“Deep and simple is far more essential than shallow and complex.”
I came upon this idea recently, while catching some of the 2012 documentary, “Mister Rogers and Me,” about writer Benjamin Wagner’s friendship with Fred Rogers.
The above quote is one of the insights Wagner got from Rogers, and it immediately rang in my ears as something meaningful, but a little unclear. Unclear, at least, until the other night, when, as I watched my twelve-year old labor over her social studies homework, I knew exactly what Mister Rogers meant.
Over the course of two weeks, or about eleven assignments, she was to study the West’s involvement with the Middle East, starting from the Crusades, right on up to the 1979 Iranian Revolution.
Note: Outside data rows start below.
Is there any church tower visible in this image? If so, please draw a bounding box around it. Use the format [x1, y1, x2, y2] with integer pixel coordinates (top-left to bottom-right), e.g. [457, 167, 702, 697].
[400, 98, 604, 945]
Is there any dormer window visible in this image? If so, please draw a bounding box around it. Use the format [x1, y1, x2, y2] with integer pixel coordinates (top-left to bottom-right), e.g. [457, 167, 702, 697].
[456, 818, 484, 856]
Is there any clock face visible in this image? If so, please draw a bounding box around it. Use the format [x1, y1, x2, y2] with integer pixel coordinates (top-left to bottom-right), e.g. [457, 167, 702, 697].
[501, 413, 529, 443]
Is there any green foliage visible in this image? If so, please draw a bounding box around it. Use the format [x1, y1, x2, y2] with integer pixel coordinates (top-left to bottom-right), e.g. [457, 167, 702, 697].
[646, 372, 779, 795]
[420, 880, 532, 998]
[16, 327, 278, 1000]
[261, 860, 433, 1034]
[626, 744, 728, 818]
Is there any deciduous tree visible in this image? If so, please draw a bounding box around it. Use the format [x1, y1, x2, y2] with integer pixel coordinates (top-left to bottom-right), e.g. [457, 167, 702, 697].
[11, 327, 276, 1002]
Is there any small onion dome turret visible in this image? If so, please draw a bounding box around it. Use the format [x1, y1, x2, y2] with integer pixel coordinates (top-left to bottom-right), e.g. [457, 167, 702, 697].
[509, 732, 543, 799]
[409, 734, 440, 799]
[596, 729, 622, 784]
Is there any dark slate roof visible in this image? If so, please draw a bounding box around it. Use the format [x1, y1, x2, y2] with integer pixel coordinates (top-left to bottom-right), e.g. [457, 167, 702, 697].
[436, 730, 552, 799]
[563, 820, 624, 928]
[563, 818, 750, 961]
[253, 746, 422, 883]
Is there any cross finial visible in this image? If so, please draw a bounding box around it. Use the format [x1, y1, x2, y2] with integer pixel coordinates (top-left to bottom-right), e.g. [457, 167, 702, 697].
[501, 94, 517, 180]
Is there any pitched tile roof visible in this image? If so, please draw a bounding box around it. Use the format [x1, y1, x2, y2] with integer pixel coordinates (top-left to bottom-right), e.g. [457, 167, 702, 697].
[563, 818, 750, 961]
The resource she used was an NPR series titled, “The Middle East and the West: A Troubled History.” Almost every night, she had to listen to a new segment and answer four or five key questions, along with some vocabulary work.
As I watched her sit down, pen in hand, and try to grasp the history of the world, basically, in two short weeks, I knew immediately what Fred Rogers meant when he made his point about “deep and simple” being far more important than “shallow and complex.”
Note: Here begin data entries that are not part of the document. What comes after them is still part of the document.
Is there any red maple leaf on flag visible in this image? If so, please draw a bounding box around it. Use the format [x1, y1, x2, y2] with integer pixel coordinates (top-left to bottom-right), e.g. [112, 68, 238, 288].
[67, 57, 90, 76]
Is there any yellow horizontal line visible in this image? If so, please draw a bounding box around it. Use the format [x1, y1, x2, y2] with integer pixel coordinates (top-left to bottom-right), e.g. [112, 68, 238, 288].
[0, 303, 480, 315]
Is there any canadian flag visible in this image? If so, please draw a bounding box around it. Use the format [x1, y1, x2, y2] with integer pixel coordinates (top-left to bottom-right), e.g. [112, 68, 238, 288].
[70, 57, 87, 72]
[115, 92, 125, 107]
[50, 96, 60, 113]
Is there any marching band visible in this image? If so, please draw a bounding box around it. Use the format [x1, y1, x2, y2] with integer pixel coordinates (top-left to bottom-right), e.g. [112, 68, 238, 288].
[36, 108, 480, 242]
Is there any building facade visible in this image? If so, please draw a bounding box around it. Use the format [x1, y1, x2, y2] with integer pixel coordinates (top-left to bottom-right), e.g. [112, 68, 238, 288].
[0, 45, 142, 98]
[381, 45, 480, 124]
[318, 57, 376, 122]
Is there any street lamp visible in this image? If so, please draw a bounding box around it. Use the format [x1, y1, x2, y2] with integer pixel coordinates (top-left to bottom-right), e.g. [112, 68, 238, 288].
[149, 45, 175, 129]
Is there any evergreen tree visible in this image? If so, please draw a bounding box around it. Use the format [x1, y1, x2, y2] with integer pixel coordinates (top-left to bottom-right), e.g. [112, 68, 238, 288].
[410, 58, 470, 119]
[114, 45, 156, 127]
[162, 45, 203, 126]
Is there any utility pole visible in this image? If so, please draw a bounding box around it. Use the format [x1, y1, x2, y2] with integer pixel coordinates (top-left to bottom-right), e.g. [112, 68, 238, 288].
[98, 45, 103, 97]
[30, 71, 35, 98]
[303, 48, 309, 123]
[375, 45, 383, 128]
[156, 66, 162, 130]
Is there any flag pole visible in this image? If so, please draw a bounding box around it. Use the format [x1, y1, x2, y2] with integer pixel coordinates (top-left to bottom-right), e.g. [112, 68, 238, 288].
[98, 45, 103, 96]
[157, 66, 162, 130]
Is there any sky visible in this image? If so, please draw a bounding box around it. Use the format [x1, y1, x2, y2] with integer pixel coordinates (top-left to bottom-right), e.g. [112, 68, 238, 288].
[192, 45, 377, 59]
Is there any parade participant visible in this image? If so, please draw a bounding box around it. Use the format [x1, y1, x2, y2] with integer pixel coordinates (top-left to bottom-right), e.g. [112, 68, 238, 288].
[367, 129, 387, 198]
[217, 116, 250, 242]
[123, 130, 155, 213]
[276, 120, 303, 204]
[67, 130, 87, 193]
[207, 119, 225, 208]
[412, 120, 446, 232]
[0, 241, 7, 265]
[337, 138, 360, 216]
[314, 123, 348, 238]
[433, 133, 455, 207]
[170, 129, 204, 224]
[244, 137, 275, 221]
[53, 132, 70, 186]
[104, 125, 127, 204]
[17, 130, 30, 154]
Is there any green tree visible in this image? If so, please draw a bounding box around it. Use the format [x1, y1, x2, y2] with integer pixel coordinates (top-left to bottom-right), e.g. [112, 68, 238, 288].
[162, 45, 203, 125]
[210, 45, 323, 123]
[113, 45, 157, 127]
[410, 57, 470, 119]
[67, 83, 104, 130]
“What’s radicalism?” she would pause and say. “Who was Saladin?” I didn’t know, or didn’t remember, most likely. I had to scramble to help her. I sat by her and walked her through some of the important concepts of how the West’s 20th century involvement in the Middle East connects to the Crusades. Honestly, it is not something that I have thought about enough in my life, and I ended up really enjoying the NPR history series.
It was succinct and informative, but, from a twelve-year’s old vantage point, “shallow and complex.” She hurried through the nightly overview provided by reporter Mike Shuster, and often had to be prompted to look at the maps that accompany each of his presentations. Her concern, because she is a conscientious student, was in getting the work done, not in thoroughly grasping the concepts underlying the history. There isn’t time, she would say.
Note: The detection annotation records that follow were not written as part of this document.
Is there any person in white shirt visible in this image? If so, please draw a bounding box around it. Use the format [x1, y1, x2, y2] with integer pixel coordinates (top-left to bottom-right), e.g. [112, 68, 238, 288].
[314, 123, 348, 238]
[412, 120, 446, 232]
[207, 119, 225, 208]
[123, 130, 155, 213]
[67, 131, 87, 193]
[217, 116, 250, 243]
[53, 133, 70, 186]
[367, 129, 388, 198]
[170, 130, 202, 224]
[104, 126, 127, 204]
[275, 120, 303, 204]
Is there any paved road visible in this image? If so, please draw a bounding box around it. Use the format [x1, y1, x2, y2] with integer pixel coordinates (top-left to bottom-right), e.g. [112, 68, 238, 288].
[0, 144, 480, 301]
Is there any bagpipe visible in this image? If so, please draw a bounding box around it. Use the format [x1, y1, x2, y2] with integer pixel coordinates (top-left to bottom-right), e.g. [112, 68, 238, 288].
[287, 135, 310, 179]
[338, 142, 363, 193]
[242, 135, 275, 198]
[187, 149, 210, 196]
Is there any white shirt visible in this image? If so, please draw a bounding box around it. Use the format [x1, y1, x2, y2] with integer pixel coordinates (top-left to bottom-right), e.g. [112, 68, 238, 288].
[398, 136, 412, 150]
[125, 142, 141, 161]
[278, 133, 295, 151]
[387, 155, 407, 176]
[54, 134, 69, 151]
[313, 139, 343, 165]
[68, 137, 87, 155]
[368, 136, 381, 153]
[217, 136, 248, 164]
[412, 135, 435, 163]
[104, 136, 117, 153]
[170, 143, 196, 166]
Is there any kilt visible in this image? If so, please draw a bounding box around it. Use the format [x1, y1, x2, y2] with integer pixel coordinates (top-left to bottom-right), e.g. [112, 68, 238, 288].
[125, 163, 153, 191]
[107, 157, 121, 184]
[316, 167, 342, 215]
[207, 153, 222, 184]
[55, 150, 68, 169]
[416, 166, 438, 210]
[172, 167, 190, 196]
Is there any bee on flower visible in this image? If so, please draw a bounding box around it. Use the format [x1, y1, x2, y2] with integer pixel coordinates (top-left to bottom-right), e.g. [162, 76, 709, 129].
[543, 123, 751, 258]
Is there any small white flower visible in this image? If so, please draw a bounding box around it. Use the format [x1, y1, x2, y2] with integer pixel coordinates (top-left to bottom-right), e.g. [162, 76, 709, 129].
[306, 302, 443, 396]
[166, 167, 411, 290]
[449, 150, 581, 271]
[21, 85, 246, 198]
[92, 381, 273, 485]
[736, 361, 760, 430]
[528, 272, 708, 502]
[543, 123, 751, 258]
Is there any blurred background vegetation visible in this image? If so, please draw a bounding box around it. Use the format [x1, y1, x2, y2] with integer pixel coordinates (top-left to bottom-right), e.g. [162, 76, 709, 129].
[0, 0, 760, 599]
But drowning students, before they are ready, in complex work that they often do not have enough time to truly wrestle with or understand ends up making the work too shallow to be meaningful, I am afraid. It would be simpler—and perhaps deeper—to help students like my daughter first grasp the underlying complexity of what happens when a foreign power invades and attempts to control another country or group of people, and then have them move on, over time, to how this has played out across the world.
This is the depth, and the simplicity, that I could see she needed to understand before adequately grasping how the Crusades, World War I, and even contemporary events in the Middle East, are all examples of profound human experiences. Is it more rigorous, or just more shallow, to try to absorb all of this in a couple of weeks?